Детектирую вспышку лазерного визира, – доложил бортинженер челнока, с трудом преодолевая внезапно навалившуюся сонливость.
Сибирские астрономы, наверное, подумали, что мы новый Тунгусский метеорит, – отчаянно борясь с нахлынувшей зевотой, хихикнул командир экипажа.
У-у-у, мои пломбы, – неожиданно взвыл второй пилот. Его всхлипывания и взвизги уже никто не слышал, весь оставшийся небольшой экипаж погрузился в глубокий, на грани обморока, сон. К счастью, не автопилот уверенно выводил челнок за границы странного «Сибирского эллипса», как его впоследствии прозвали операторы НАСА…
Далеко внизу, в сотнях километров под «Шаттлом» бесшумно смыкались ирисовые диафрагмы и броневые заслонки над странной конструкцией из переплетающихся волноводов и фазированных антенн – истинного виновника этих событий – настоящего чуда инженерной мысли, второго компонента проекта «Гранит», сверхмощного мазера1 «Гранит-М»…
На следующий день где-то в недрах аналитического центра Главного разведывательного управления (ГРУ) два человека в неприметных штатских костюмах просматривали листки скупого текста с множеством схем, графиков и диаграмм.
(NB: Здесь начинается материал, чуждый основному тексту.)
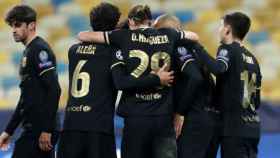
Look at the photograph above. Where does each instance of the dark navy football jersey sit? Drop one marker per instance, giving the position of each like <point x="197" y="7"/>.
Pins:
<point x="92" y="95"/>
<point x="238" y="90"/>
<point x="40" y="90"/>
<point x="142" y="51"/>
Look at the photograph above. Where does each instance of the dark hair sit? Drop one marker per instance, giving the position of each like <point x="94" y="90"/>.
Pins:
<point x="140" y="13"/>
<point x="21" y="13"/>
<point x="123" y="24"/>
<point x="104" y="17"/>
<point x="239" y="22"/>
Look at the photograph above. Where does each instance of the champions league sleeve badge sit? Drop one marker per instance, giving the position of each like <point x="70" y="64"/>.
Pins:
<point x="44" y="59"/>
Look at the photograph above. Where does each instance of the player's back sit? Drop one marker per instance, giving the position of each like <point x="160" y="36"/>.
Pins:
<point x="92" y="95"/>
<point x="145" y="50"/>
<point x="236" y="89"/>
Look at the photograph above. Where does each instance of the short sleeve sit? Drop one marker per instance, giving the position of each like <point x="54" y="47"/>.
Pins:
<point x="184" y="56"/>
<point x="116" y="37"/>
<point x="176" y="35"/>
<point x="223" y="55"/>
<point x="43" y="61"/>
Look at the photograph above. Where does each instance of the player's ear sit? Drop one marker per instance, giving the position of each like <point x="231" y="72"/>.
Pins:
<point x="227" y="29"/>
<point x="32" y="26"/>
<point x="131" y="23"/>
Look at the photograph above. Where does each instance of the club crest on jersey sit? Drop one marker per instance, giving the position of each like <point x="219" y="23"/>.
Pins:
<point x="43" y="56"/>
<point x="23" y="61"/>
<point x="223" y="52"/>
<point x="119" y="55"/>
<point x="182" y="51"/>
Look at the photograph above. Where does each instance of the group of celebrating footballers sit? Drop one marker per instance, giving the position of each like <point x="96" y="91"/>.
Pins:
<point x="177" y="100"/>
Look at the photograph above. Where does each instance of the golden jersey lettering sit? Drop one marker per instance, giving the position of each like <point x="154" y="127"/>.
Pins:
<point x="89" y="49"/>
<point x="152" y="40"/>
<point x="248" y="59"/>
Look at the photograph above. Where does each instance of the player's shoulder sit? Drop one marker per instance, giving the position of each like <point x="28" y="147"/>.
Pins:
<point x="40" y="44"/>
<point x="119" y="31"/>
<point x="39" y="47"/>
<point x="226" y="49"/>
<point x="247" y="52"/>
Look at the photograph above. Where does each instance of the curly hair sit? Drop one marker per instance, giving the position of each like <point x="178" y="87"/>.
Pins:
<point x="21" y="13"/>
<point x="104" y="17"/>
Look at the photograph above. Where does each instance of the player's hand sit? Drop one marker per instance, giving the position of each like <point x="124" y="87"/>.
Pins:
<point x="191" y="36"/>
<point x="45" y="141"/>
<point x="166" y="77"/>
<point x="4" y="141"/>
<point x="178" y="124"/>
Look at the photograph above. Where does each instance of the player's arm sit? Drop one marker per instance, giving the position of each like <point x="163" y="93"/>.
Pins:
<point x="258" y="89"/>
<point x="191" y="71"/>
<point x="15" y="119"/>
<point x="123" y="80"/>
<point x="45" y="65"/>
<point x="215" y="66"/>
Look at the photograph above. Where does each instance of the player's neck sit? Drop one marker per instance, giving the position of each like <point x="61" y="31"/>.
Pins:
<point x="29" y="38"/>
<point x="239" y="41"/>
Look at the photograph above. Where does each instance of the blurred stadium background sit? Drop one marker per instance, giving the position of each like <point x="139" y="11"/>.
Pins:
<point x="60" y="20"/>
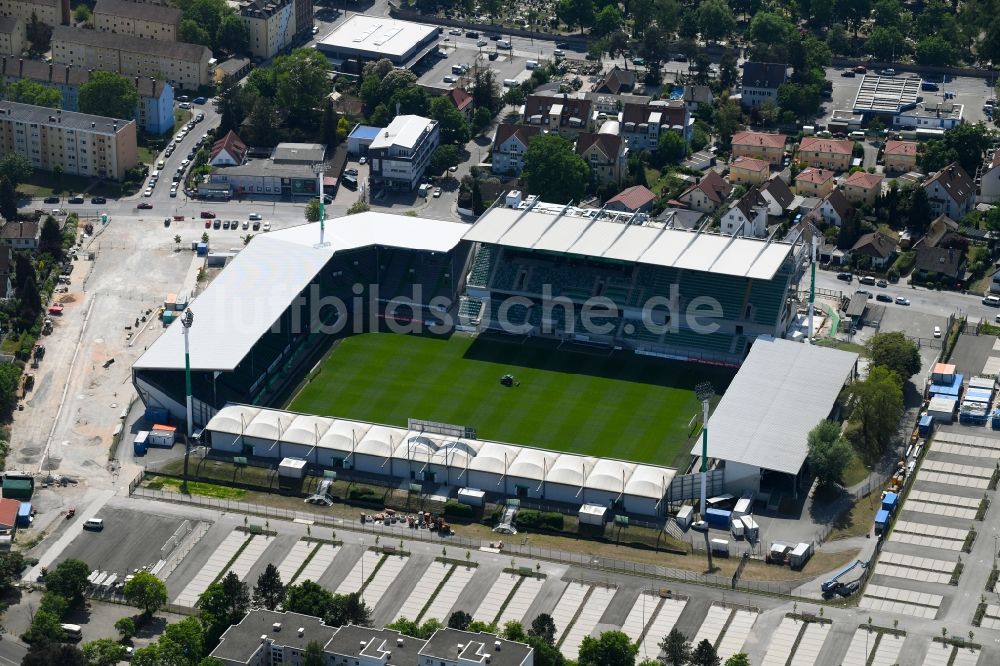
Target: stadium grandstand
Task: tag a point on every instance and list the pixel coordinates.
(281, 302)
(556, 258)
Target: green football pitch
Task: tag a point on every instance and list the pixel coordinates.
(588, 401)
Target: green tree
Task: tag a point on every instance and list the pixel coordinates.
(553, 170)
(314, 655)
(27, 91)
(109, 94)
(876, 406)
(68, 579)
(715, 19)
(232, 35)
(146, 592)
(15, 168)
(103, 652)
(8, 199)
(676, 647)
(893, 350)
(443, 157)
(269, 590)
(704, 654)
(611, 648)
(829, 452)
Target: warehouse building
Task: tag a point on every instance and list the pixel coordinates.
(414, 454)
(759, 430)
(364, 38)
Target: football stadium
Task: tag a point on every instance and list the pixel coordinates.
(412, 349)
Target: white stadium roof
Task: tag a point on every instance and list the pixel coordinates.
(780, 393)
(650, 481)
(242, 303)
(577, 232)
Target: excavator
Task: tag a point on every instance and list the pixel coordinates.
(834, 586)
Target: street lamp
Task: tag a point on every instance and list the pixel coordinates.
(186, 321)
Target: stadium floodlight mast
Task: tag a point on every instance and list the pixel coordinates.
(704, 391)
(186, 321)
(319, 169)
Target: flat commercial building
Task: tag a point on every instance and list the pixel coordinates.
(79, 143)
(154, 113)
(186, 66)
(366, 38)
(138, 19)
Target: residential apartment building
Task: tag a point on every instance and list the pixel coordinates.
(606, 155)
(509, 146)
(760, 146)
(79, 143)
(951, 192)
(760, 82)
(154, 113)
(748, 171)
(643, 124)
(270, 638)
(137, 19)
(187, 66)
(832, 154)
(271, 24)
(50, 12)
(12, 40)
(812, 182)
(862, 188)
(900, 156)
(564, 114)
(402, 152)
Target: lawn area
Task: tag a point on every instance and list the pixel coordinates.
(591, 402)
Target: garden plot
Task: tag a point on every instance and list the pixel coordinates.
(932, 536)
(427, 582)
(363, 568)
(661, 625)
(713, 624)
(906, 602)
(383, 578)
(737, 632)
(320, 562)
(208, 573)
(294, 559)
(449, 592)
(587, 620)
(923, 569)
(241, 567)
(524, 596)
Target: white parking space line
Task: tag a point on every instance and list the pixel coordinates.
(588, 620)
(385, 576)
(448, 595)
(739, 628)
(212, 568)
(319, 563)
(363, 568)
(661, 626)
(567, 606)
(782, 641)
(519, 604)
(294, 559)
(715, 620)
(938, 654)
(241, 567)
(489, 607)
(427, 582)
(888, 650)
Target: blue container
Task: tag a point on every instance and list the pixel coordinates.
(718, 517)
(24, 515)
(157, 415)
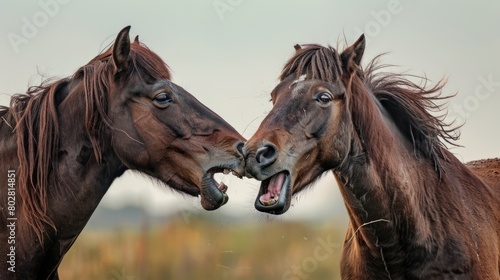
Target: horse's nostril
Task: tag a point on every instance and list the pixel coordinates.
(266, 155)
(239, 148)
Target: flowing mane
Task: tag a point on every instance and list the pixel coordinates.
(410, 201)
(33, 118)
(410, 106)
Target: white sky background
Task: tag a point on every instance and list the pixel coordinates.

Наконец один из них, выглядевший постарше, с довольным видом откинулся в своем кресле.
Ну что же, – его уверенный властный голос тут же выдал в нем старшего по званию, – картина ясна, и в целом успех налицо.
Немного посидев с отсутствующим видом, как бы вслушиваясь в свои мысли, начальник резко перестал улыбаться и отрывисто скомандовал:
Записывайте: объект «Гранит-Один» вывести из эксплуатации и законсервировать, развернуть в утвержденных ранее точках строительство второго и третьего объектов. Все, – он решительно захлопнул красную папку с золотым гербом, – можно «наверх», докладывать результаты.
Второй, молчаливый, собеседник пружинисто подскочил и вытянулся по стойке смирно:
– Разрешите идти, товарищ генерал?
Небрежно кивнув, начальственный хозяин кабинета не удержался от невольного вопроса:
Так что, говоришь, в «насовском» центре Годдарда лихорадочно меняют полетную сетку «Спейс Шаттлов»?
И, не слушая уставного ответа: «Так точно! Меняют, товарищ генерал!», еще раз небрежно махнул рукой и погрузился в следующую стопку бумаг из папки с угрожающим грифом «Строго секретно», на которой каллиграфическим почерком было выведено «НИР "Гранит-М"».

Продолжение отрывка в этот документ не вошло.